Some €7 billion was wiped off the Irish market as the Iseq index ended the session down 7.7 per cent at 5,878, having plunged as much as 17 per cent earlier inthe day. Banks were among the worst performers as trading volumes in the Dublin were more than 500 per cent more than what is normally seen on the market.
“The markets were completely wrong-footed by the British vote,” said Eugene Kiernan, head of investment strategy at Appian Asset Management in Dublin. “However, the European market fared much worse than the FTSE in London in the end as investors worried about political contagion in light of the UK referendum.”
The Spanish market was among the biggest losers across Europe, closing down 12.4 per cent, as voters there prepared to take to the polls for a second general election in six months.
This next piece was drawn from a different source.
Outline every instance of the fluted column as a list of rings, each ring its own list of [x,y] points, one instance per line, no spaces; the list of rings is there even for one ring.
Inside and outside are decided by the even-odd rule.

Investors are worried that the UK vote may spur anti-establishment sentiment elsewhere.
The biggest focus as UK votes trickled in in the early hours of Friday morning was on currency markets.
The British currency initially soared to $1.50 on Thursday night, shortly after the polls closed, as a YouGov opinion poll suggested that 52 per cent of voters had decided to back the Remain camp. However, optimism quickly evaporated as polls started to trickle in overnight showing that the financial markets and bookmakers had gotten their forecasts wrong, sending the sterling down as much as 10 per cent at one stage, to $1.3229.
Sterling subsequently fell more than 10 per cent to $1.3229 - its lowest level since 1985 - as it became clear two-and-a-half hours before European markets opened that the Leave campaign had won. It has since rallied off its lows, reaching $1.3597 by the time European traders signed off.
Sterling and shares began to move off their lows after Bank of England’s governor, Mark Carney, said his institution was ready to pump billions of pounds into the financial system to support markets and wouldn’t hesitate to take further measures, if needed.
“While we saw a big knee-jerk reaction at the start of trading with indiscriminate selling across the board, investors became far more discerning as the day progressed,” said Aidan Donnelly, a senior equity analyst at Davy’s private clients division.
Bank of Ireland ended the day down 21 per cent at 19.8 cents, given that more than 40 per cent of the lender’s portfolio is in the UK. Permanent TSB, which is seeking to sell its UK mortgage book, plunged 17.5 per cent to €1.80.
“European equities - while down sharply - probably have a further 5 per cent or 6 per cent downside risk from these levels,” said Brian Devitt, a senior equities research analyst with Goodbody Stockbrokers, adding that he sees the market downgrading its earnings expectations for Eurpean companies in the near term.
Elsewhere, Ryanair dropped 9.8 per cent after Aer Lingus’s parent, IAG, warned within hours of the UK’s decision that the event will reduce its profit growth this year.
Money flowed into the Japanese yen, gold and US government bonds - traditional safe havens.
Ireland’s benchmark 10-year bonds have had a choppy session. The yield - or market interest rate - on the notes ended up 0.06 percentage points to almost 0.82 per cent as investors fretted about the impact of Brexit on the broader Irish economy. Investec analyst Philip O’Sullivan, for one, said he plans to take a red pen to his growth forecasts for Ireland in light of the UK’s historic decision.